How Cash Ratios Are Trending for NTRs
June 22, 2023 | James Sprow | Blue Vault
A recent article on S&P Capital IQ stated that the cash ratios of non-investment grade-rated companies were “squeezed further” in the first quarter of 2023. The article used the median measure of cash and equivalents as a share of total liabilities of companies rated lower than BBB- by S&P Global Ratings which fell to 36.3% in the first quarter from 40.1% at the end of 2022. In this article, we look at two ratios for all nontraded REITs that were active from Q1 2020 thru Q4 2022. We plot the median ratios for cash to total assets and cash to total debt.
We find that the story line is similar for the nontraded REIT sector. Even though we use two different ratios than the S&P Global report, the overall trend is unmistakable. (Our database has metrics for total assets and total debt rather than total liabilities. Total debt excludes short-term liabilities such as accounts payable.) From Q1 2020 to Q4 2022, the median ratio of cash and equivalents to total assets for all NTRs fell from 4.43% to 2.56%. (Chart I) The median ratio of cash and equivalents to total debt fell from 7.54% for all NTRs in Q1 2020 to 5.08% in Q4 2022. (Chart II)
Chart I
Chart II
Cash held by nontraded REITs is used for paying interest on debt, paying distribution to common shareholders and preferred shareholders, repurchasing outstanding shares, and making acquisitions. A REIT’s Statement of Cash Flows shows the sources of cash, typically from operations, capital raised via open offerings and distribution reinvestment, and financing such as mortgages and lines of credit. When a nontraded REIT’s liquidity as measured by cash on hand is reduced, managers may be faced with decisions to reduce distributions to shareholders, cap share repurchases, dispose of properties and/or other cash-preserving strategies.
Regarding the S&P Global report, the cash ratio used in that report measures the ability of companies to cover the short-term obligations on their debt using cash and cash equivalents. The median ratio for companies covered by S&P’s Ratings has been steadily declining since the second quarter of 2020, when companies undertook a dash for cash to bolster balance sheets during a global pandemic.
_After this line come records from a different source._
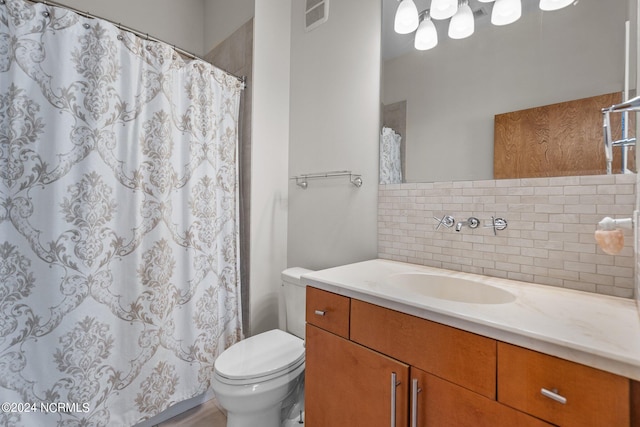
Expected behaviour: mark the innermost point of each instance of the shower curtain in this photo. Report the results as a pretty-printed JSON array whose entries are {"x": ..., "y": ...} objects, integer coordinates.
[
  {"x": 390, "y": 160},
  {"x": 119, "y": 279}
]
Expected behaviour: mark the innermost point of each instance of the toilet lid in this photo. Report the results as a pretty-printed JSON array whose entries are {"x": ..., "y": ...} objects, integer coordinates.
[{"x": 261, "y": 355}]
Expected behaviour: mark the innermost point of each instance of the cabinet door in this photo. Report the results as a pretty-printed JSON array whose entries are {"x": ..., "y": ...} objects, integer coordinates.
[
  {"x": 349, "y": 385},
  {"x": 438, "y": 403}
]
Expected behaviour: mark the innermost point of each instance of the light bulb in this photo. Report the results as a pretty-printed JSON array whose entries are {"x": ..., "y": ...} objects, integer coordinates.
[
  {"x": 443, "y": 9},
  {"x": 407, "y": 19},
  {"x": 506, "y": 11},
  {"x": 462, "y": 23},
  {"x": 426, "y": 36},
  {"x": 554, "y": 4}
]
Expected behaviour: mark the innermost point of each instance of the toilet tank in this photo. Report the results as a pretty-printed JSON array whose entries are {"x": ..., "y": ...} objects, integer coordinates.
[{"x": 294, "y": 300}]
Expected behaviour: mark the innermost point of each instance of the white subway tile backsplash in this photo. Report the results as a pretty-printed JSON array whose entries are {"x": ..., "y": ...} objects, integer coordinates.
[{"x": 549, "y": 238}]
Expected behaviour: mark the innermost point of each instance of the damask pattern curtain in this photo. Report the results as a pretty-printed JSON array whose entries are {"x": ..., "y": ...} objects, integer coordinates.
[
  {"x": 390, "y": 163},
  {"x": 119, "y": 278}
]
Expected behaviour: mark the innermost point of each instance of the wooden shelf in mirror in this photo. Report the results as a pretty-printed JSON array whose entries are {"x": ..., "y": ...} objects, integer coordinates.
[{"x": 563, "y": 139}]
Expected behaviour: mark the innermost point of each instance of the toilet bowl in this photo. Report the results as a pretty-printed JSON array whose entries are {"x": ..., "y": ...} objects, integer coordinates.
[{"x": 260, "y": 381}]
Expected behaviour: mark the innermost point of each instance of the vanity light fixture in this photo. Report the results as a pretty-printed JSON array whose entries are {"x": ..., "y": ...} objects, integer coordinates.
[
  {"x": 443, "y": 9},
  {"x": 426, "y": 36},
  {"x": 462, "y": 24},
  {"x": 407, "y": 19},
  {"x": 506, "y": 12},
  {"x": 554, "y": 4}
]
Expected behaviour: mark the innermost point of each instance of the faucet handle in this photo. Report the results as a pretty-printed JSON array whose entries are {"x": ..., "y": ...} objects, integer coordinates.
[
  {"x": 498, "y": 224},
  {"x": 446, "y": 220}
]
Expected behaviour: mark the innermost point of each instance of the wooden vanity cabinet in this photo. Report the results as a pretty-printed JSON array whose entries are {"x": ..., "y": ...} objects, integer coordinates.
[
  {"x": 443, "y": 376},
  {"x": 560, "y": 391},
  {"x": 347, "y": 384},
  {"x": 443, "y": 403}
]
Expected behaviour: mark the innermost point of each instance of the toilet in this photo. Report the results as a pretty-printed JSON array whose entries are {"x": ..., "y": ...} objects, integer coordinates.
[{"x": 259, "y": 381}]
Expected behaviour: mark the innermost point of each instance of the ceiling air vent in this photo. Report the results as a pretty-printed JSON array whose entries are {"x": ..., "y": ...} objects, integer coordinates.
[{"x": 317, "y": 13}]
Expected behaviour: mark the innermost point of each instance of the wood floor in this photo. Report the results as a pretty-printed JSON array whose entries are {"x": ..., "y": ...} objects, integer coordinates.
[{"x": 205, "y": 415}]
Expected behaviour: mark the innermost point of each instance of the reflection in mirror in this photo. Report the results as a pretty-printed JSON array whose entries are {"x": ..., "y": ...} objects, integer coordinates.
[{"x": 443, "y": 102}]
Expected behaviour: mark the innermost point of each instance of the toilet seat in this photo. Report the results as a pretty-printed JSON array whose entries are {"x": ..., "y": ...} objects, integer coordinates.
[{"x": 259, "y": 358}]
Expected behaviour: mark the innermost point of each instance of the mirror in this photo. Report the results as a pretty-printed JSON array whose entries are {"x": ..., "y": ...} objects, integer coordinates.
[{"x": 443, "y": 101}]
The median measure of cash and equivalents as a share of total liabilities of companies rated lower than BBB- by S&P Global Ratings fell to 36.3% in the first quarter, from 40.1% at the end of 2022, with declines in seven of the 11 sectors, according to the latest S&P Global Market Intelligence data.
Trends in the Real Estate Sector in the S&P Global Report
Among non-investment grade companies, the steepest decline in Q1 2023 was in the real estate sector to 67.1% from 78.4% at the end of 2022. Yet that remains significantly higher than in other sectors that saw declines, such as consumer discretionary and financials.
For investment-grade companies, the ratio rose in seven of the 11 S&P 500 sectors, with a particularly strong rebound in investment technology to 44.4% from 39.1% and utilities, up to an eight-quarter high of 5.1% from 3.4%.
By contrast, the median ratio for companies rated BBB- and higher in the communication services sector fell to 22.9% from 28.5% in Q1 2023.